Claves para la detección temprana

 

1. Observar cambios sostenidos en el tiempo
Todos los niños atraviesan etapas de adaptación o momentos de baja motivación. La alerta surge cuando un cambio negativo se mantiene durante semanas o meses, o cuando impacta su capacidad de aprender y relacionarse.

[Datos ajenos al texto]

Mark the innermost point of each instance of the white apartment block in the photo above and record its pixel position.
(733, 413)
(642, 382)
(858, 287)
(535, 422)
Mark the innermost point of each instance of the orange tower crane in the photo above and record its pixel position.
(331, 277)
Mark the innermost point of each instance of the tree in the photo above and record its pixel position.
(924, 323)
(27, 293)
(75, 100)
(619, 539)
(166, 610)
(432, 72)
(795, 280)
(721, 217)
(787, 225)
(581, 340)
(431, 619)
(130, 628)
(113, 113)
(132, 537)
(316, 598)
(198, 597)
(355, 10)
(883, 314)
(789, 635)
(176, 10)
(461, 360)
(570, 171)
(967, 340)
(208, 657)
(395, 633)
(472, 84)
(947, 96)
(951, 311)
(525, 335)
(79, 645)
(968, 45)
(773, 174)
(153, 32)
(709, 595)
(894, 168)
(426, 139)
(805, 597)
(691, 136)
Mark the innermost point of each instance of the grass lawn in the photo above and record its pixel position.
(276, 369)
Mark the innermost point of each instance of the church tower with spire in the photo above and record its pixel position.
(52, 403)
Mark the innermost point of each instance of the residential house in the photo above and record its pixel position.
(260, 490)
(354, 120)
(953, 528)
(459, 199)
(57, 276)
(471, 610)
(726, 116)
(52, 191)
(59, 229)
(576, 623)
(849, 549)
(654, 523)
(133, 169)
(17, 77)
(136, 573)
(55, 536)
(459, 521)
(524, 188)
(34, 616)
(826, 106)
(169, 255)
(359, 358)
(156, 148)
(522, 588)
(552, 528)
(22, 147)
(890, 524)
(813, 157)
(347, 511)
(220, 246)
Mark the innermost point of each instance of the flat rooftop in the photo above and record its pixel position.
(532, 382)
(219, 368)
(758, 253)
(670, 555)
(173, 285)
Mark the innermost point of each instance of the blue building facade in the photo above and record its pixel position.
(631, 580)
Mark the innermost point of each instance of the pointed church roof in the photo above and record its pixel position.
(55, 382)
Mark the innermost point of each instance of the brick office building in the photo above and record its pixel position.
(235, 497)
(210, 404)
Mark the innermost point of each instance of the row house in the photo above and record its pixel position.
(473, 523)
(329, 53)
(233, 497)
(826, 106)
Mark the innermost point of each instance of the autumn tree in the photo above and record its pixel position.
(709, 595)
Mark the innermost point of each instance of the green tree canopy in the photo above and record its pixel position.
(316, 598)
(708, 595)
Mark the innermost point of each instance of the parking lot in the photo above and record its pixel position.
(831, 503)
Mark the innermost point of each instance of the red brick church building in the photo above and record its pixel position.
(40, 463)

2. Escuchar lo que el niño no dice con palabras
La conducta, el juego y las expresiones emocionales son canales de comunicación. Un niño que evita participar, que se aísla o que reacciona con ira ante situaciones simples puede estar pidiendo ayuda.

3. Trabajar en equipo entre familia y escuela
La comunicación constante entre padres y docentes es clave. Lo que se observa en casa y lo que ocurre en el aula pueden ser piezas complementarias de un mismo panorama.

4. Usar evaluaciones integrales
Las evaluaciones con COESMAR (Centro de Orientación y Evaluación Psicoeducativa Marista) permiten identificar no solo el nivel académico, sino también aspectos emocionales, sociales y de desarrollo cognitivo. Esta información facilita diseñar estrategias personalizadas para apoyar al niño en todas sus dimensiones.

Detectar las señales de alerta no es anticipar problemas, sino abrir oportunidades de apoyo. Cuando padres, docentes y orientadores trabajamos juntos y contamos con herramientas objetivas, podemos intervenir a tiempo, prevenir dificultades mayores y garantizar que cada niño crezca y aprenda en un entorno seguro, inclusivo y estimulante.